THE BLOG
08/03/2012 10:32 am ET Updated Oct 03, 2012

No One Prays Better Than Anyone Else

Certainly God doesn't place grades on report cards. When it comes to naked and forthright human prayer, there is clearly a refreshing absence of snobbish elites.

See? A woman is riding a Manhattan subway near Broadway at 120th Street. Although she's not kneeling in her crowded space, she happens to be praying and communicating with God as authentically as, say, any robed and enthroned bishop in Christendom.

What's the point? Truth is. Honesty is. Because spirituality and religion are presently enmeshed in a global struggle that involves new definitions, fresh "Mission Statements," and taking an unabashed closer look at lots of neat things like truth, worship, who's welcome, what's defined as sin -- and the very nature of prayer itself.
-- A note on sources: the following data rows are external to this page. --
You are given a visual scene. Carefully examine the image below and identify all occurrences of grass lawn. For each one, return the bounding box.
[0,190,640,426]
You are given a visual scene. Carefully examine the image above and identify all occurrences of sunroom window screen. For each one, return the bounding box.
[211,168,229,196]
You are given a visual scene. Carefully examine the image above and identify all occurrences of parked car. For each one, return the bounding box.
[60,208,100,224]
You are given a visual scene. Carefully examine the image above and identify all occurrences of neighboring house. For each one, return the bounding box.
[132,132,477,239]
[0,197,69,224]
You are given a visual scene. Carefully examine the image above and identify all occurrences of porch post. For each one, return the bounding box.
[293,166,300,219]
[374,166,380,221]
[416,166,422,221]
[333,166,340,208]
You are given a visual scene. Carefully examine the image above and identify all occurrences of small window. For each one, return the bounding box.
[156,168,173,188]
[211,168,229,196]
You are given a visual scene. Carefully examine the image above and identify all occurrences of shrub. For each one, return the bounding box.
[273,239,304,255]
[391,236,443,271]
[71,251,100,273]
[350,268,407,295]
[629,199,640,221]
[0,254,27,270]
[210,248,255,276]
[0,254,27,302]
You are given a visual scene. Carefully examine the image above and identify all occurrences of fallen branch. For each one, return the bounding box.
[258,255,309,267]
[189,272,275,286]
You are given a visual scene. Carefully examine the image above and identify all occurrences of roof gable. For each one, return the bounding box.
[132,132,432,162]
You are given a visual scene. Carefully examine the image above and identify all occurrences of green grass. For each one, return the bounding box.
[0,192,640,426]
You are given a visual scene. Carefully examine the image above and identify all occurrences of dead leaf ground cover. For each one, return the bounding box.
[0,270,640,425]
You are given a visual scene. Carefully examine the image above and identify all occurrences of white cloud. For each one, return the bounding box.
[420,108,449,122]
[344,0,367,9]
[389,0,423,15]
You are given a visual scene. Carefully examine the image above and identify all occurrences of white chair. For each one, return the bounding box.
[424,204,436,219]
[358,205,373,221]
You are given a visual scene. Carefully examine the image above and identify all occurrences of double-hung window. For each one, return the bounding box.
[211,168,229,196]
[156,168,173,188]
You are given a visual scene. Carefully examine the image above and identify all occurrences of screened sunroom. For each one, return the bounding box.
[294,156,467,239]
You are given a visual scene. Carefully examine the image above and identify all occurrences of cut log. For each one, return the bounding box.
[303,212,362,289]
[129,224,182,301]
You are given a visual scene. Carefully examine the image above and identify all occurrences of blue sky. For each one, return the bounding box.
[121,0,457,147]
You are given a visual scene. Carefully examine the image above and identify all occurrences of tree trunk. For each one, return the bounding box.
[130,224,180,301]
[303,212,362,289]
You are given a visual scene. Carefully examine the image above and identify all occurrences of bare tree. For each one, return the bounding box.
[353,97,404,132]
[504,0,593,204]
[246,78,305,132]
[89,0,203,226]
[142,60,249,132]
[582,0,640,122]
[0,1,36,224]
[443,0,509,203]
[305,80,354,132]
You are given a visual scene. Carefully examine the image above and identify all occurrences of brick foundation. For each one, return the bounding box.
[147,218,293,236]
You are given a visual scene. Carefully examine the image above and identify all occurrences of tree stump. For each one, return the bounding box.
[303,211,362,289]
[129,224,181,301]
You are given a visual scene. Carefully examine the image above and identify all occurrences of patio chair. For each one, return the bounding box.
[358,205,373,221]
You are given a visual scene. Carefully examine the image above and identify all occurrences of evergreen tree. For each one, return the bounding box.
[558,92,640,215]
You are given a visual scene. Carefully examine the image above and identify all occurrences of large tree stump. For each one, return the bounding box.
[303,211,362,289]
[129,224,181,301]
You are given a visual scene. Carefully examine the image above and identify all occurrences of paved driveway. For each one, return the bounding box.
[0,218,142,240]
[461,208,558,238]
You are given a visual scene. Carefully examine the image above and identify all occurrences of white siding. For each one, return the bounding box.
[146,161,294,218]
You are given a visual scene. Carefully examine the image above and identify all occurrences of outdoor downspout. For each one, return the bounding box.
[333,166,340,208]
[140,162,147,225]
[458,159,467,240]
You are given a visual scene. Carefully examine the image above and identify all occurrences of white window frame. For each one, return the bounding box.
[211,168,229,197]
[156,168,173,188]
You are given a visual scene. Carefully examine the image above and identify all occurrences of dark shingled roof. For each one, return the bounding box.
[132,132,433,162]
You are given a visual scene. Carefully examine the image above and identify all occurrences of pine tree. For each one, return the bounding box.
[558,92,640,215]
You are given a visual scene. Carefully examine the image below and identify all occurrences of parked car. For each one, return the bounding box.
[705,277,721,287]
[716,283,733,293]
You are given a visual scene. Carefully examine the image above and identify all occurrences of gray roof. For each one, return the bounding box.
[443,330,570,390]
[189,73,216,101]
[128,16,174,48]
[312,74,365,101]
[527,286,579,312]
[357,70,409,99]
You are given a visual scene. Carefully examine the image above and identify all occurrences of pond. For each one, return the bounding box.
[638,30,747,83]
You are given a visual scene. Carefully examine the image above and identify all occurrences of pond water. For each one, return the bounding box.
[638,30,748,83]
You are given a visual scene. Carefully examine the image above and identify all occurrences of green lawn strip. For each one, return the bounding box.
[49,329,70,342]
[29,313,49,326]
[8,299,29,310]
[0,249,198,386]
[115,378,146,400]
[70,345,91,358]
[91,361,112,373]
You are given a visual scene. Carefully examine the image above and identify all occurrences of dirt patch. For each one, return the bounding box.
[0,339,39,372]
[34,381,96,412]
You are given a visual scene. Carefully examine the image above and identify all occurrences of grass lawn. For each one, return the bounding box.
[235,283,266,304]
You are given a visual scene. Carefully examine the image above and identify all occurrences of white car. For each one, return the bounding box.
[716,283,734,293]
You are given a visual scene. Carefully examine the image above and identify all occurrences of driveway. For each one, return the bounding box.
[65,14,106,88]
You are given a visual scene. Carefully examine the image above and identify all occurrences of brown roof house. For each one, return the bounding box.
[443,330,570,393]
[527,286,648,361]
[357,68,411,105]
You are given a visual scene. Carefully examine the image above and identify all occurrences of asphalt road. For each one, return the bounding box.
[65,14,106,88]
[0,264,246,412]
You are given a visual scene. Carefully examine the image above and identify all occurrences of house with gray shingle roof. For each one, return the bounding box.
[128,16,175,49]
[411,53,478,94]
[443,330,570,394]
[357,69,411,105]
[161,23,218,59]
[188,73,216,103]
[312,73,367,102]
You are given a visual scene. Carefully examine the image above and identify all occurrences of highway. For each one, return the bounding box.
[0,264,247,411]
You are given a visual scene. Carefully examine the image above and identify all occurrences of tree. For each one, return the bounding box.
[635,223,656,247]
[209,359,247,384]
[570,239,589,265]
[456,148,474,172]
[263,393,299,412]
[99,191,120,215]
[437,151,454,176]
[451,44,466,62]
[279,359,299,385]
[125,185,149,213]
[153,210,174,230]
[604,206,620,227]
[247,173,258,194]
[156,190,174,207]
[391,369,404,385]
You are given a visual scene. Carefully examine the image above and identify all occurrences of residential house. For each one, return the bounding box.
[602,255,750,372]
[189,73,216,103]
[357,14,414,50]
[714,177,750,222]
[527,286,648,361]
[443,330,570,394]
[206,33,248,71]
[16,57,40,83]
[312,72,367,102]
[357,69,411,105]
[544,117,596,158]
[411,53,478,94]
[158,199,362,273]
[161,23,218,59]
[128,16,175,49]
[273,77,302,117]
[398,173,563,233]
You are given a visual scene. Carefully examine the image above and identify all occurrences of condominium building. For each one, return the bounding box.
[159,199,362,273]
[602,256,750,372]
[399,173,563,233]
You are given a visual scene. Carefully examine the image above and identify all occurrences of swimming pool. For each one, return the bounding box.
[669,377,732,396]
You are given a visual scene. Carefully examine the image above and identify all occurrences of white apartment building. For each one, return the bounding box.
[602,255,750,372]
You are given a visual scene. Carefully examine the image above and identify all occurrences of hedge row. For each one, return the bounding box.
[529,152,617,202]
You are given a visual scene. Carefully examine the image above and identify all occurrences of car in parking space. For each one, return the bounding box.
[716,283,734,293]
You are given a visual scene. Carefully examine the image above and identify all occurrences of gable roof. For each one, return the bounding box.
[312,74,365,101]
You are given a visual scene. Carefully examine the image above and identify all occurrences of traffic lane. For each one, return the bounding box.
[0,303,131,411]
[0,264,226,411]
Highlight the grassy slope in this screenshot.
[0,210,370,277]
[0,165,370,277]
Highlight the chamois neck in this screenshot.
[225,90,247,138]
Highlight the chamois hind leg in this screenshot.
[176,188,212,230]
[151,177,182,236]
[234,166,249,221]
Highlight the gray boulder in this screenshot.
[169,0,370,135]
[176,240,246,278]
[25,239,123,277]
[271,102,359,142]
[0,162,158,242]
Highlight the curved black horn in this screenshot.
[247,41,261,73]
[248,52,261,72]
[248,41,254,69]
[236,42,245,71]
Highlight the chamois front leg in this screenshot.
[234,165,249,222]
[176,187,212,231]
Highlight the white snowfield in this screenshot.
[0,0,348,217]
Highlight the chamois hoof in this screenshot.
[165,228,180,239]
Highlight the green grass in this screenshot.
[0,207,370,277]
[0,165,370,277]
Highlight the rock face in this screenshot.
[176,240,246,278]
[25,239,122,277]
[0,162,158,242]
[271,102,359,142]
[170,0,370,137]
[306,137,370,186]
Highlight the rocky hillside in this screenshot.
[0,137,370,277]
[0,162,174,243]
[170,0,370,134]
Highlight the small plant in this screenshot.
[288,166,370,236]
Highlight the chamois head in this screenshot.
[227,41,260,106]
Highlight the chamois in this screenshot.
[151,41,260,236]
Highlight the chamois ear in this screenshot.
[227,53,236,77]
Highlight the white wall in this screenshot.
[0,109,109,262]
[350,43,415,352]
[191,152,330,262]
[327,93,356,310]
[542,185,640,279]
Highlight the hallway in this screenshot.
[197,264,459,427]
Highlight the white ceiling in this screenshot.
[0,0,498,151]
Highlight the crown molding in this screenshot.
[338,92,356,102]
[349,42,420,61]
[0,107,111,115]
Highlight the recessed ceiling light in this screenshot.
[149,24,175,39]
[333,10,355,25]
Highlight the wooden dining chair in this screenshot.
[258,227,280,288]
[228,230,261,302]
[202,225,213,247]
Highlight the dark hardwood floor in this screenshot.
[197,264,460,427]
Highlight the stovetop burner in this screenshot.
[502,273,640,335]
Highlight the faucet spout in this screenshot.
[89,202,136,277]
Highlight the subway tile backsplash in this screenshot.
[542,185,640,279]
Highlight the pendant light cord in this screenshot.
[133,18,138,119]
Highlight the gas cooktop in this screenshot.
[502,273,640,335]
A part of our religious conflct (or civil war) is the intensely changing nature of life itself in our shattered world of rapidly changing values. We cannot close our eyes to the upward surge of violence. It engulfs us. Worldwide persecution of women gets worse and is ever more numbing. Of course, in some corners of the world women are simply invisible. I think of this every time I see a photograph of Secretary of State Hillary Clinton as the sole woman in a room filled -- filled -- by the usual array of men in business suits. She's invariably great, but hey, can't she have the company of another woman or so? I suppose we could bring in Elizabeth II. But seriously, Hillary is the pioneer here.

The changing nature of global life has to include "environmental disasters." Sadly there will be more. As the Los Angeles Times just pointed out in a brilliant series of articles by Kenneth R. Weiss, soon there will be 2 billion more people to feed. But how? This is the largest generation in history, with more than 3 billion people under the age of 25.

On and on the narrative grows. Clearly it is time for religion and spiritualilty (or whatever else you may wish to call it) to grow up. Church-as-usual is a description that offends me in its sheer casualness. Actually I prefer another word: churchianity. It's remarkably late, it seems to me, for such nonsense. Many well meaning but largely uninformed people reject "religion" out of hand as, say, a medieval tapestry that needs to be cleaned. They need to wake up, take a sober look at the serious issues, and choose to play a definite role in confronting our current crisis in saving global life.

I feel this is a moment of dire crisis in which to discard some outworn idolatries. Church as usual -- or anything as simply usual to be taken for granted -- is a colossal bore. Maybe it's a kind of mortal sin. Can this be wake up time for us? Can we slow down, take a very sober look at our human condition, pull together, discard some things and take on some new ones?

So much is at stake. It is sobering and challenging and points remarkably to the future. Yes, the future. See? It is out there.